For example
Copy Code code as follows:
<div id= "Info" >
<span><span class= ' PL ' > Director </span>: <a href= "/celebrity/1047989/" rel= "V:directedby" > 汤姆·提克威 </a>/<a href= "/celebrity/1161012/" rel= "V:directedby" > Lana Vodoski </a>/<a href= "/celebrity/" 1013899/"rel=" V:directedby "> Andy Vodoski </a></span><br/>
<span><span class= ' pl ' > screenwriter </span>: <a href= "/celebrity/1047989/" > Tom Tikwi </a>/<a href= "/celebrity/1013899/" > Andy Vodoski </a>/<a href= "/celebrity/1161012/" > Lana Vodoski </a></span ><br/>
<span><span class= ' pl ' > starring </span>: <a href= "/celebrity/1054450/" rel= "v:starring" > Tom Hanks </a>/<a href= "/celebrity/1054415/" rel= "v:starring" > Halle Berry </a>/<a href= "/celebrity/1019049/" Rel= "v:starring" > Jim Braudbent </a>/<a href= "/celebrity/1040994/" rel= "v:starring" > Hugo Uighur </a>/< A href= "/celebrity/1053559/" rel= "v:starring" > Jim Stergis </a>/<a href= "/celebrity/1057004/" rel= "V: Starring "> Pei Douna </a>/<a href="/celebrity/1025149/"rel=" v:starring "> Ben Wishow </a>/<a href="/ celebrity/1049713/"rel=" v:starring "> James Dasi </a>/<a href="/celebrity/1027798/"rel=" v:starring "> Zhou Xun </a>/<a href= "/celebrity/1019012/" rel= "v:starring" > Kess David </a>/<a href= "/celebrity/1201851/" Rel= "v:starring" > David Gijaci </a>/<a href= "/celebrity/1054392/" rel= "v:starring" > Susan Sarandon Langdon </a>/<a href= "/celebrity/1003493/" rel= "v:starring" > Doldrums </a></span><br/>
<span class= "PL" > Type:</span> <span property= "V:genre" > Plot </span>/<span property= "V:genre" > Science fiction </span>/<span property= "v:genre" > Suspense </span><br/>
<span class= "PL" > official website:</span> <a href= "http://cloudatlas.warnerbros.com" rel= nofollow "target=" _ Blank ">cloudatlas.warnerbros.com</a><br/>
<span class= "PL" > Producer country/Region:</span> Germany/US/Hong Kong/Singapore <br/>
<span class= "PL" > Language:</span> English <br/>
<span class= "PL" > Release date:</span> <span property= "v:initialreleasedate" content= "2013-01-31 (Mainland China)" > 2013-01-31 (China Mainland) </span>/<span property= "v:initialreleasedate" content= "2012-10-26 (USA)" >2012-10-26 (USA ) </span><br/>
<span class= "PL" >:</span> <span property= "V:runtime" content= "134" >134 minutes (Mainland China) </span>/ 172 mins (USA) <br/>
<span class= "PL" >imdb link:</span> <a href= "http://www.imdb.com/title/tt1371111" target= "_blank" Nofollow ">tt1371111</a><br>
<span class= "PL" > Official station:</span>
<a href= "http://site.douban.com/202494/" target= "_blank" > film "Cloud Picture" </a>
</div>
Copy Code code as follows:
From pyquery import Pyquery as PQ
DOC=PQ (url= ' http://movie.douban.com/subject/3530403/')
Data=doc ('. pl ')
For I in data:
Print PQ (i).
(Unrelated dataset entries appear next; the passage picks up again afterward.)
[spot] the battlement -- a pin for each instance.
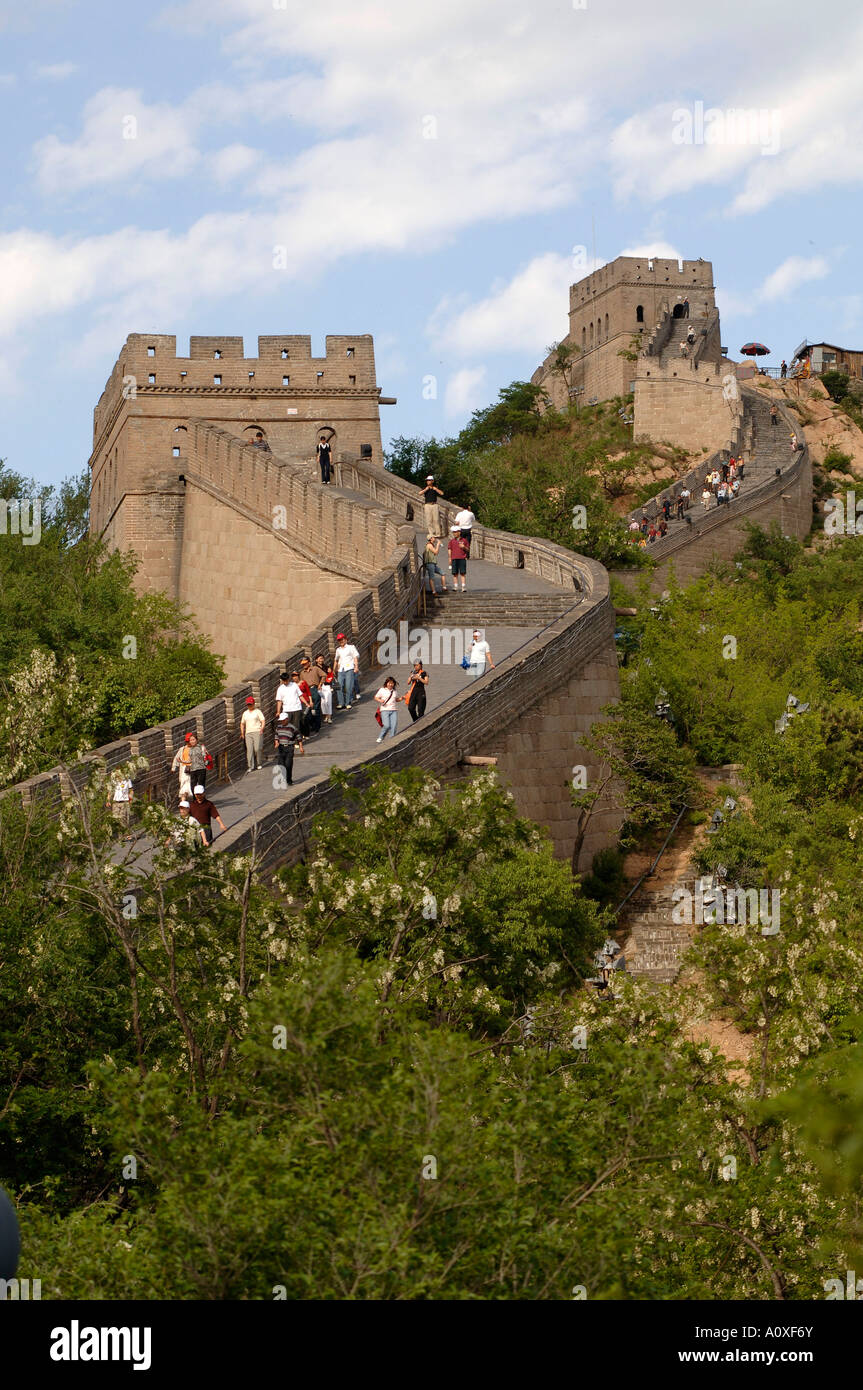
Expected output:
(149, 363)
(670, 275)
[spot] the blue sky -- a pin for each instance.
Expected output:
(430, 171)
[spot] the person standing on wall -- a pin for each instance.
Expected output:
(387, 699)
(204, 813)
(325, 683)
(478, 655)
(313, 677)
(121, 801)
(457, 559)
(286, 738)
(324, 456)
(252, 733)
(346, 666)
(430, 506)
(288, 699)
(181, 763)
(430, 559)
(307, 712)
(416, 691)
(464, 520)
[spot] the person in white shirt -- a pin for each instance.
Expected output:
(348, 673)
(288, 701)
(464, 520)
(252, 730)
(388, 699)
(121, 801)
(478, 655)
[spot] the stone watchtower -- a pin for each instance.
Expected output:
(612, 306)
(139, 424)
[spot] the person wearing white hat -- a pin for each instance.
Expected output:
(430, 506)
(204, 813)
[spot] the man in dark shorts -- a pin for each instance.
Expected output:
(204, 813)
(430, 506)
(457, 558)
(324, 453)
(286, 738)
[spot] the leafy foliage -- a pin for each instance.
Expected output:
(128, 660)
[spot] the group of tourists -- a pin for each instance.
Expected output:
(721, 483)
(457, 545)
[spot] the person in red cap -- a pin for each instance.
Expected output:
(252, 730)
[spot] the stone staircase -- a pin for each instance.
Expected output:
(656, 944)
(766, 448)
(670, 353)
(491, 608)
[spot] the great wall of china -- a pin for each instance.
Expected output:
(273, 565)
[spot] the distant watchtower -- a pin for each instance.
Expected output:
(612, 306)
(136, 495)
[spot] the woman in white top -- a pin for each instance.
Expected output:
(388, 699)
(478, 655)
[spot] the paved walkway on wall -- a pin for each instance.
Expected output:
(353, 733)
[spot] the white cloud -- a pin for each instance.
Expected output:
(232, 161)
(56, 71)
(780, 284)
(521, 316)
(663, 250)
(121, 138)
(345, 168)
(464, 391)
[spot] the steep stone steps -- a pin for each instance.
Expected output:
(656, 944)
(488, 608)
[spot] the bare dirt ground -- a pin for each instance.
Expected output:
(827, 424)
Text ()
Output
Copy Code code as follows:
Director
Writers
Starring
Type:
Official website:
Production Country/region:
Language:
Release Date:
Film Length:
IMDB Link:
Official station:
Usage
Users can use the Pyquery class to load an XML document from a string, lxml object, file, or URL:
Copy Code code as follows:
>>> from pyquery import Pyquery as PQ
>>> from lxml import etree
>>> DOC=PQ (">>> DOC=PQ (etree.fromstring (">>> DOC=PQ (Filename=path_to_html_file)
>>> doc=pq (url= ' http://movie.douban.com/subject/3530403/')
You can select objects like jquery.
Copy Code code as follows:
>>> doc ('. Pl ')
[<span.pl>, <span.pl>, <span.pl>, <span.pl>, <span.pl>, <span.pl>, <span.pl ", <span.pl>, <span.pl>, <span.pl>, <span.pl>, <span#rateword.pl>, <span.pl> <span.pl>, <span.pl>, <span.pl>, <span.pl>, <span.pl>, <span.pl>, <p.pl>]
In this way, the object class for ' pl ' is all selected.
However, when you use iterations, you need to encapsulate the text:
Copy Code code as follows:
For Para in Doc ('. pl '):
PARA=PQ (para)
Print Para.text ()
Director
Writers
Starring
Type:
Official website:
Production Country/region:
Language:
Release Date:
Film Length:
IMDB Link:
Official station:
The text you get here is a Unicode code, which you need to encode as a string if you want to write to the file.
Users can use some of the pseudo classes provided by jquery (but do not yet support CSS) to operate, such as:
Copy Code code as follows:
>>> doc ('. Pl:first ')
[<span.pl>]
>>> Print doc ('. Pl:first '). Text ()
Director
Attributes
Get Properties of HTML element
Copy Code code as follows:
>>> p=pq (' <p id= "Hello" class= "Hello" ></p> ") (' P ')
>>> p.attr (' id ')
' Hello '
>>> p.attr.id
' Hello '
>>> p.attr[' id ']
' Hello '
assigning values
Copy Code code as follows:
>>> p.attr.id= ' plop '
>>> p.attr.id
' Plop '
>>> p.attr[' id ']= ' ola '
>>> p.attr.id
' Ola '
>>> p.attr (id= ' Hello ', class_= ' Hello2 ')
[<p#hello.hell0>]
Traversing
Filter
Copy Code code as follows:
>>> d=pq (' <p id= "Hello" class= "Hello" ><a/>hello</p><p id= "test" ><a/>world </p> ')
>>> d (' P '). Filter ('. Hello ')
[<p#hello.hello>]
>>> d (' P '). Filter (' #test ')
[<p#test>]
>>> d (' P '). Filter (lambda i:i==1)
[<p#test>]
>>> d (' P '). Filter (lambda i:i==0)
[<p#hello.hello>]
>>> d (' P '). Filter (lambda I:PQ (this). Text () = = ' Hello ')
[<p#hello.hello>]
Select in order
Copy Code code as follows:
>>> d (' P '). EQ (0)
[<p#hello.hello>]
>>> d (' P '). EQ (1)
[<p#test>]
Select inline Element
Copy Code code as follows:
>>> d (' P '). EQ (1). Find (' a ')
[<a>]
Select parent Element
Copy Code code as follows:
>>> D=PQ (' <p><span><em>Whoah!</em></span></p><p><em> There</em></p> ')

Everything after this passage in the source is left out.